We've challenged everyone participating in our 2017 Happy + Healthy Body Plan to eat vegetarian once a week in January and February. And we're keeping things delicious with this gluten-free hearty "pasta" recipe made with butternut squash noodles. Make a large serving as a main dish, adding in chickpeas or any other plant-based protein, or enjoy it as a side.
Spiralized noodle recipes have been popping up everywhere, often with zucchini. We decided to make things a little more flavorful and robust by switching that out with butternut squash. Most grocery stores are now carrying packages of pre-spiralized noodles in the produce aisle, but you can always grab a spiralizer on Amazon and use this crazy easy tutorial to make your own. We roast up the squash noodles with butter and top them with parmesan cheese and fresh parsley, making this recipe your new go-to comfort food.

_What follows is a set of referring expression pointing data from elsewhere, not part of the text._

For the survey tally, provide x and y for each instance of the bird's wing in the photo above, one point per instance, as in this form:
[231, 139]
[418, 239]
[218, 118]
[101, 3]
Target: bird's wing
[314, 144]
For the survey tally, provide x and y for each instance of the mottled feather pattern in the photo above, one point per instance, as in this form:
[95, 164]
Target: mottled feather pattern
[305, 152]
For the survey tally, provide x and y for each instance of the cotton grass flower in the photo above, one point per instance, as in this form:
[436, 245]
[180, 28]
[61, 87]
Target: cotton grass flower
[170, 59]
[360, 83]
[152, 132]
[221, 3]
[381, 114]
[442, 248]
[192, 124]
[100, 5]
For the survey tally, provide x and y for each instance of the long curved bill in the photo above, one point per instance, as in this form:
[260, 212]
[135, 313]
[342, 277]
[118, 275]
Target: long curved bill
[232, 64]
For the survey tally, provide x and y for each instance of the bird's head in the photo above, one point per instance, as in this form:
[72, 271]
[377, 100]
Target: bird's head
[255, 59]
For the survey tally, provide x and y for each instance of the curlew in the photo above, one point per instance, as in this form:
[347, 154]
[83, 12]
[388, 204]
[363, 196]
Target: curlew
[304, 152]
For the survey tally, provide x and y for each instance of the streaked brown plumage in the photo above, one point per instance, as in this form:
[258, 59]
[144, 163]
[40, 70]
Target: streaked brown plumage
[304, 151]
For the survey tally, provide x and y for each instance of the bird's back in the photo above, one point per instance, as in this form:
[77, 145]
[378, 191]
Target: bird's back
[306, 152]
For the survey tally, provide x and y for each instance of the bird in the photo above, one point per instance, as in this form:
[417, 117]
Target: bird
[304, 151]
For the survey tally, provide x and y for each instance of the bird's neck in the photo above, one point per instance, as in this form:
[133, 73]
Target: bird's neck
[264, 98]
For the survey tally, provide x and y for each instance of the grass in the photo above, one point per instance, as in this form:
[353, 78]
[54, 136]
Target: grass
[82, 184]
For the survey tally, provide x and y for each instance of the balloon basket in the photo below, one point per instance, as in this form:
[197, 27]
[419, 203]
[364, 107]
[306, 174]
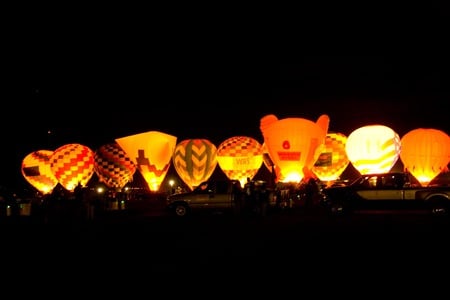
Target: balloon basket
[25, 209]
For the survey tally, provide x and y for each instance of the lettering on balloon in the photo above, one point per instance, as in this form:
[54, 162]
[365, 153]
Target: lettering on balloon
[289, 156]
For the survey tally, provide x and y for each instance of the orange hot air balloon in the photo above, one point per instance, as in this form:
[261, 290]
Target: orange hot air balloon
[72, 164]
[333, 160]
[195, 161]
[294, 144]
[36, 170]
[373, 149]
[151, 152]
[425, 153]
[240, 157]
[113, 166]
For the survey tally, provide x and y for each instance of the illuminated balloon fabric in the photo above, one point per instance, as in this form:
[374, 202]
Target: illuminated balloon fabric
[425, 153]
[333, 160]
[113, 166]
[240, 157]
[373, 149]
[72, 164]
[36, 170]
[294, 144]
[195, 161]
[151, 152]
[269, 164]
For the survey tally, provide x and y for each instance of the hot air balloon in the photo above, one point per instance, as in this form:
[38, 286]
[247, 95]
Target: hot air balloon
[333, 160]
[195, 161]
[294, 144]
[373, 149]
[72, 165]
[425, 153]
[36, 170]
[151, 152]
[240, 157]
[113, 166]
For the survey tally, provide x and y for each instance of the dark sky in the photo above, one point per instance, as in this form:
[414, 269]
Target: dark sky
[94, 99]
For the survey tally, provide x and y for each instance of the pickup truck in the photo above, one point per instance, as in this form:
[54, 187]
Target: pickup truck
[221, 196]
[387, 191]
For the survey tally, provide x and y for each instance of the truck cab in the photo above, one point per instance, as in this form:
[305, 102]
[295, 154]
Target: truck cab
[209, 195]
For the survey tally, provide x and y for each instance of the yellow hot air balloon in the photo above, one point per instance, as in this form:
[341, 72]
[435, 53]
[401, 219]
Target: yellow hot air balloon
[72, 164]
[333, 160]
[425, 153]
[151, 152]
[240, 157]
[294, 144]
[195, 161]
[36, 170]
[113, 166]
[373, 149]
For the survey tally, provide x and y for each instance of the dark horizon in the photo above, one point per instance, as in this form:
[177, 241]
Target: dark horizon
[93, 105]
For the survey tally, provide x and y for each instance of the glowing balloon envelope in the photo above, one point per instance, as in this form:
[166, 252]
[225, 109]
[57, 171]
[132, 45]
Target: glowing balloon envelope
[113, 166]
[425, 153]
[72, 164]
[373, 149]
[151, 152]
[195, 161]
[333, 160]
[36, 170]
[294, 144]
[240, 157]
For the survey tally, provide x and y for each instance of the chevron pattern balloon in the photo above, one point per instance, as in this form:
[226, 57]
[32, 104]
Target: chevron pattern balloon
[36, 170]
[72, 164]
[113, 166]
[195, 161]
[240, 157]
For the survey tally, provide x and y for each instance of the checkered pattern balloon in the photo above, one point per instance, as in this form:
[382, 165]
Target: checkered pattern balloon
[36, 170]
[72, 164]
[113, 166]
[240, 157]
[333, 160]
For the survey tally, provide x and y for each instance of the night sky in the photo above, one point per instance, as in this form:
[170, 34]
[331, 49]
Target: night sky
[93, 101]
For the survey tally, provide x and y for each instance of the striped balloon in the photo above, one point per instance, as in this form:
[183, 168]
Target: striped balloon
[36, 170]
[72, 164]
[195, 161]
[113, 166]
[240, 157]
[425, 153]
[373, 149]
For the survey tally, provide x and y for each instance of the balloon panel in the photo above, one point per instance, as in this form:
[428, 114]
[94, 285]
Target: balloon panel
[373, 149]
[36, 170]
[240, 157]
[151, 152]
[333, 160]
[195, 161]
[72, 164]
[113, 166]
[294, 144]
[425, 153]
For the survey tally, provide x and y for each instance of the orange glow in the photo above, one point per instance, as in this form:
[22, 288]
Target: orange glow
[293, 144]
[425, 153]
[195, 161]
[36, 170]
[373, 149]
[72, 164]
[151, 152]
[333, 160]
[113, 167]
[240, 157]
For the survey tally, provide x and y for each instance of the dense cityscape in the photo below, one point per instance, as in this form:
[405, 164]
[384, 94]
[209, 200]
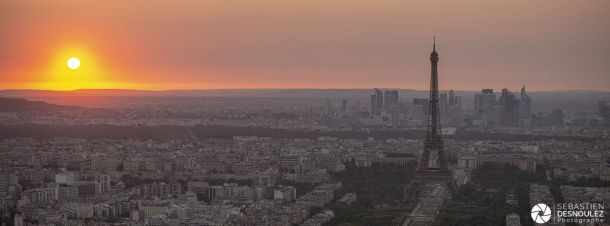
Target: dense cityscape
[68, 165]
[310, 113]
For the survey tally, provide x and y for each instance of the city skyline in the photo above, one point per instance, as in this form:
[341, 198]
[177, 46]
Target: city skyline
[193, 45]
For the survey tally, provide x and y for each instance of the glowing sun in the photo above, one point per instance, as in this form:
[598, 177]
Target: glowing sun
[73, 63]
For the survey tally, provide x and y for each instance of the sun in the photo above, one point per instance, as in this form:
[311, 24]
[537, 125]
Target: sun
[73, 63]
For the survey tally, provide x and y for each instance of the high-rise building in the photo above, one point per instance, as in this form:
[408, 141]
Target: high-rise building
[343, 106]
[485, 102]
[390, 99]
[557, 117]
[604, 110]
[373, 108]
[5, 179]
[525, 105]
[443, 105]
[379, 96]
[509, 106]
[421, 102]
[395, 114]
[376, 103]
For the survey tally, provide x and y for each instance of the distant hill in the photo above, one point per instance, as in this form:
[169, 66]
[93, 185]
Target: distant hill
[123, 97]
[22, 105]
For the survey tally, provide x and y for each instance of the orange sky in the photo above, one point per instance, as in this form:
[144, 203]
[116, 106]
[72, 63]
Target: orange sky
[546, 44]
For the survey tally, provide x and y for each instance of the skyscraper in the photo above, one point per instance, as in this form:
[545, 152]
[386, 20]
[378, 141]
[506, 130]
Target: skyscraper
[379, 96]
[376, 103]
[508, 104]
[443, 106]
[373, 108]
[525, 105]
[485, 102]
[390, 99]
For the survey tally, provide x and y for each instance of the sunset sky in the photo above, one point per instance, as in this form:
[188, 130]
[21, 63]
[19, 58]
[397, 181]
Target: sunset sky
[208, 44]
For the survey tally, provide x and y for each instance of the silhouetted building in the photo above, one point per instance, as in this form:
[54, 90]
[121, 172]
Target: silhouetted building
[376, 103]
[604, 110]
[443, 105]
[421, 102]
[509, 106]
[557, 117]
[390, 99]
[373, 108]
[485, 102]
[525, 105]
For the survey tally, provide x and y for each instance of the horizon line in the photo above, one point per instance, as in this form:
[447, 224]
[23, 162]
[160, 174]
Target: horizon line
[300, 88]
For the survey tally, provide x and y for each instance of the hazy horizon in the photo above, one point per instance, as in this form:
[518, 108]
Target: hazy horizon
[558, 45]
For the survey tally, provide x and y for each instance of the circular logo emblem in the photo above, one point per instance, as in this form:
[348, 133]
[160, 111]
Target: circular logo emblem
[541, 213]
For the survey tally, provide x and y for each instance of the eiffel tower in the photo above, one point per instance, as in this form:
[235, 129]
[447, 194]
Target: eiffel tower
[424, 174]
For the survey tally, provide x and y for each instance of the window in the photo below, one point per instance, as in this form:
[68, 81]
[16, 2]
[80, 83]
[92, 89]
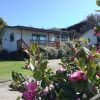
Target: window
[38, 38]
[11, 37]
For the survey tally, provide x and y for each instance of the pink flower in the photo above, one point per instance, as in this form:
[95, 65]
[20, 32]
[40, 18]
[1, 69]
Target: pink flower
[98, 74]
[31, 86]
[98, 51]
[30, 92]
[77, 76]
[60, 70]
[91, 57]
[28, 95]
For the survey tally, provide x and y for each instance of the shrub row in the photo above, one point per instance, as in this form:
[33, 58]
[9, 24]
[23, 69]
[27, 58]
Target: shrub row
[53, 53]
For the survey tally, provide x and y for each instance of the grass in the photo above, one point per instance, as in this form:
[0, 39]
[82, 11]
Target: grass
[6, 68]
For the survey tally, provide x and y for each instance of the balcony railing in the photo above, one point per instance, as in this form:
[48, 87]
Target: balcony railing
[47, 43]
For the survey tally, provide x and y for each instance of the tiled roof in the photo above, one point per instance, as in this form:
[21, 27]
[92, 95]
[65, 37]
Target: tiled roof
[33, 29]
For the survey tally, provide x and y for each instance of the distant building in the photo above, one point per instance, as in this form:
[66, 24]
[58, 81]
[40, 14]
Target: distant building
[17, 37]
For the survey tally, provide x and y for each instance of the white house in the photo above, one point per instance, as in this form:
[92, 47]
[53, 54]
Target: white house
[91, 36]
[17, 37]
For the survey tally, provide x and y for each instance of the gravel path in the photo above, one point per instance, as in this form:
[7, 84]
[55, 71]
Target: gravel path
[6, 94]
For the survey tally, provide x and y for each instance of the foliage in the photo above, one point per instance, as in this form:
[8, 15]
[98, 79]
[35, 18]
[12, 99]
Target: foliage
[77, 78]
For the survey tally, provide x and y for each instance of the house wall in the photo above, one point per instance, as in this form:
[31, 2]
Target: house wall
[6, 44]
[90, 35]
[26, 36]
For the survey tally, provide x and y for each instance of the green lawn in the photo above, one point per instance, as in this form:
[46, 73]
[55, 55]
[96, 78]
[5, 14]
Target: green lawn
[6, 68]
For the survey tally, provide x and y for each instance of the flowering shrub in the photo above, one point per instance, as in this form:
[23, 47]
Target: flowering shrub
[78, 78]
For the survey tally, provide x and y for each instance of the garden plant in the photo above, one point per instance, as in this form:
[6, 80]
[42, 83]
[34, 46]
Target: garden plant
[78, 77]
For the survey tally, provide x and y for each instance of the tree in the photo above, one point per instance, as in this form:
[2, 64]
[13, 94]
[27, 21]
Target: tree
[2, 23]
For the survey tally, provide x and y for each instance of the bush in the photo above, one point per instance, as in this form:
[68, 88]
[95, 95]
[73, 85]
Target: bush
[53, 53]
[77, 79]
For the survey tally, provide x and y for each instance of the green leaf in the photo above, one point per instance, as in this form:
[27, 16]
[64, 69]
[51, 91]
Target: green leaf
[18, 98]
[14, 76]
[43, 65]
[37, 74]
[82, 64]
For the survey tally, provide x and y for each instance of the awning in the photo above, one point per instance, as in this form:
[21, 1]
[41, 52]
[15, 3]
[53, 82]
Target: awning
[98, 34]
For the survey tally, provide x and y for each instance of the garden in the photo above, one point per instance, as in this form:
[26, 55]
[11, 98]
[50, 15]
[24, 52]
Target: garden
[77, 78]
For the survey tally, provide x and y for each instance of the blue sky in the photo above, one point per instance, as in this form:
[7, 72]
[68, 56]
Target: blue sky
[46, 13]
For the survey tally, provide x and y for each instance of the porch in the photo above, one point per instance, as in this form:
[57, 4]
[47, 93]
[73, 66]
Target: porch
[21, 44]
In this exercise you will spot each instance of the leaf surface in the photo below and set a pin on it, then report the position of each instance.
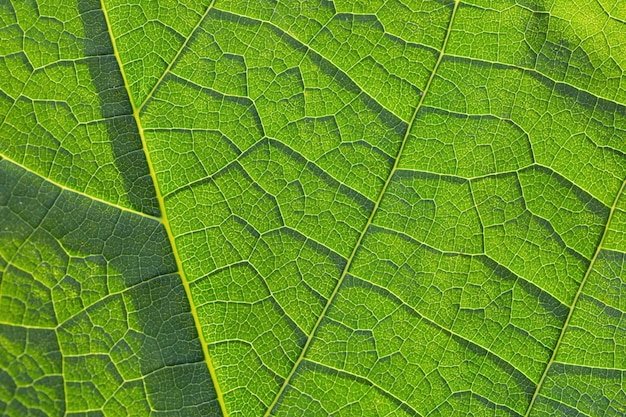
(313, 208)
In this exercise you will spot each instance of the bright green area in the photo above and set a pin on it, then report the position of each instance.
(348, 208)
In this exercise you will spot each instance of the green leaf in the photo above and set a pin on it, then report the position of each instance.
(347, 208)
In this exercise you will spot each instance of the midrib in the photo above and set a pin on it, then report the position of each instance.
(166, 224)
(369, 220)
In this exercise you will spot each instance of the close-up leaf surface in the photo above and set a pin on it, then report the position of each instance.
(312, 208)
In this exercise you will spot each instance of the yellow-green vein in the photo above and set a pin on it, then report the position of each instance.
(369, 220)
(220, 397)
(573, 306)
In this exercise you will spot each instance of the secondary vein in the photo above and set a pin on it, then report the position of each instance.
(573, 306)
(181, 272)
(369, 220)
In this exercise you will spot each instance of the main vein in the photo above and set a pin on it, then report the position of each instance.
(185, 282)
(369, 220)
(573, 306)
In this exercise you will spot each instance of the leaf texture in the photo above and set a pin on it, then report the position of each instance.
(348, 208)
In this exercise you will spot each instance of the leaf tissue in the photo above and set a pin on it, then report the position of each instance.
(312, 208)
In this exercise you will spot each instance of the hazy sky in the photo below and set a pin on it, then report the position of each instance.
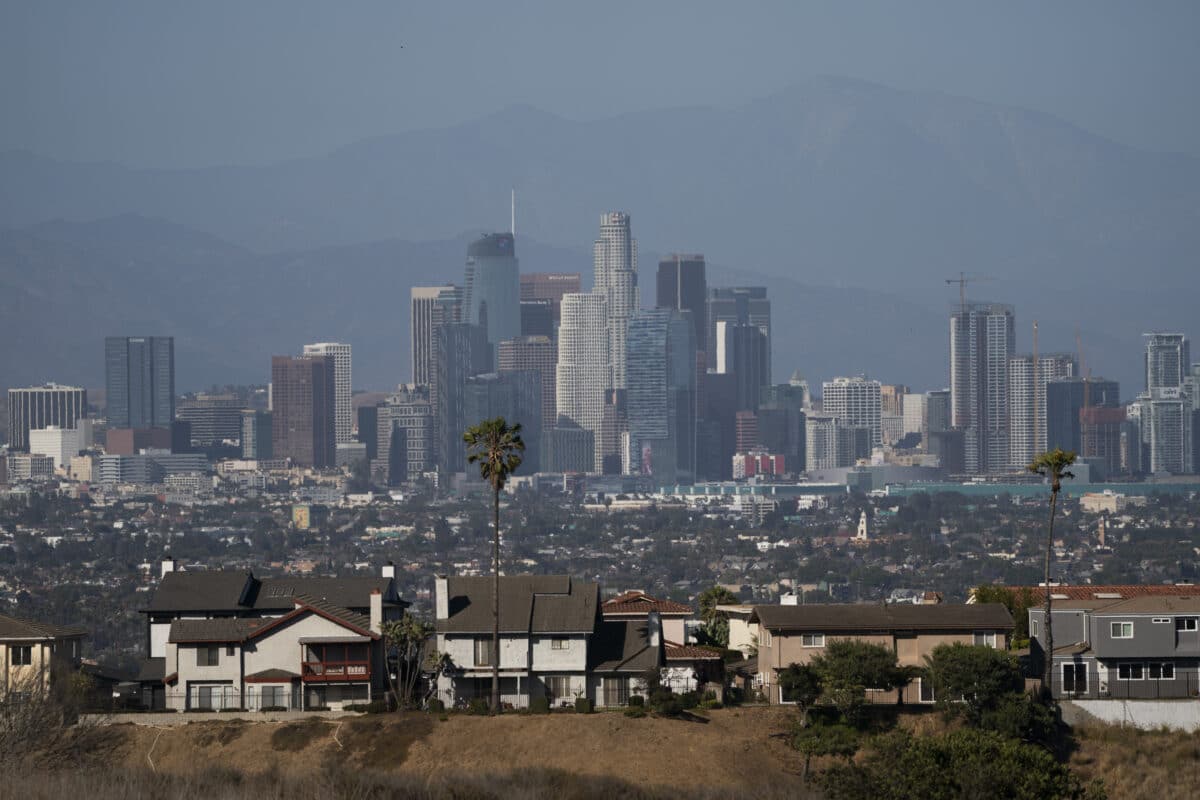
(172, 83)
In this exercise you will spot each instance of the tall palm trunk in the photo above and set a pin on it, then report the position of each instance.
(496, 600)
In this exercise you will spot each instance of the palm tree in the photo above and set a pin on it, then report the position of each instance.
(1051, 464)
(496, 446)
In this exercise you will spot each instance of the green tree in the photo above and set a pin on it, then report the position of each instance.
(496, 446)
(969, 679)
(1053, 464)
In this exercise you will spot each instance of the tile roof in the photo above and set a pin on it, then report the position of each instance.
(529, 603)
(641, 603)
(15, 627)
(859, 617)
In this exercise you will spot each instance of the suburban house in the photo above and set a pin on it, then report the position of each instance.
(1145, 647)
(229, 639)
(792, 635)
(33, 655)
(555, 642)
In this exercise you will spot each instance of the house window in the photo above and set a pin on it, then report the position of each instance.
(1162, 672)
(985, 638)
(1074, 679)
(1131, 672)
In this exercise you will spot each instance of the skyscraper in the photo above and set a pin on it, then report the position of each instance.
(582, 367)
(615, 256)
(40, 407)
(343, 414)
(139, 377)
(741, 306)
(982, 338)
(1027, 402)
(682, 284)
(303, 420)
(493, 283)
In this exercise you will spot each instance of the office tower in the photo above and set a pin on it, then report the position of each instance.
(515, 396)
(738, 306)
(431, 306)
(343, 413)
(256, 434)
(615, 256)
(215, 421)
(405, 439)
(1027, 403)
(461, 350)
(1065, 402)
(982, 338)
(1168, 360)
(550, 286)
(139, 376)
(682, 284)
(537, 318)
(856, 402)
(40, 407)
(582, 370)
(537, 353)
(661, 395)
(303, 421)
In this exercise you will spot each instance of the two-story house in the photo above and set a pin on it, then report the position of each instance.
(231, 639)
(1135, 648)
(555, 642)
(789, 635)
(35, 654)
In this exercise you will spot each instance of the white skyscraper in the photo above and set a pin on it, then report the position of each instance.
(343, 419)
(616, 278)
(583, 364)
(1027, 403)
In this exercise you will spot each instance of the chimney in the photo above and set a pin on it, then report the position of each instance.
(376, 612)
(441, 597)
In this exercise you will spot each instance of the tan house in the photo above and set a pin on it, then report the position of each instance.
(792, 635)
(35, 654)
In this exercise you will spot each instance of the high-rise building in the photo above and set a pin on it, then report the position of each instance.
(492, 288)
(537, 353)
(615, 256)
(582, 368)
(661, 395)
(982, 338)
(343, 411)
(139, 377)
(550, 286)
(40, 407)
(682, 284)
(303, 421)
(1027, 409)
(738, 306)
(856, 402)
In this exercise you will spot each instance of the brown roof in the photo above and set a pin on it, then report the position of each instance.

- Fiber – Aids in a healthy digestive system
- Potassium – Important for bone health
- Vitamin B6 – Essential for a healthy immune system
- Carotenoids - Shown to protect against heart disease
- Vitamin C – Packed with antioxidants
Parmesan Butternut Squash Noodles
Yield: 2 servings
Time: 15 minutes
- 1 spiralized butternut squash
- 2 tablespoons olive oil
- 1/4 teaspoon salt
- Black pepper, to taste
- ½ cup parmesan cheese
- 2 tablespoons butter
- handful fresh parsley, chopped
Preheat your oven to 400 degrees Fahrenheit.
Line a large rimmed baking sheet with foil or parchment paper. On the pan, toss the squash noodles with olive oil, salt & pepper.
Spread the squash noodles out evenly on the pan and roast in the oven for about 10 to 15 minutes, or until the squash is tender and the edges are just starting to brown.
Remove from the oven and toss with parmesan and butter. Plate and sprinkle on the fresh parsley.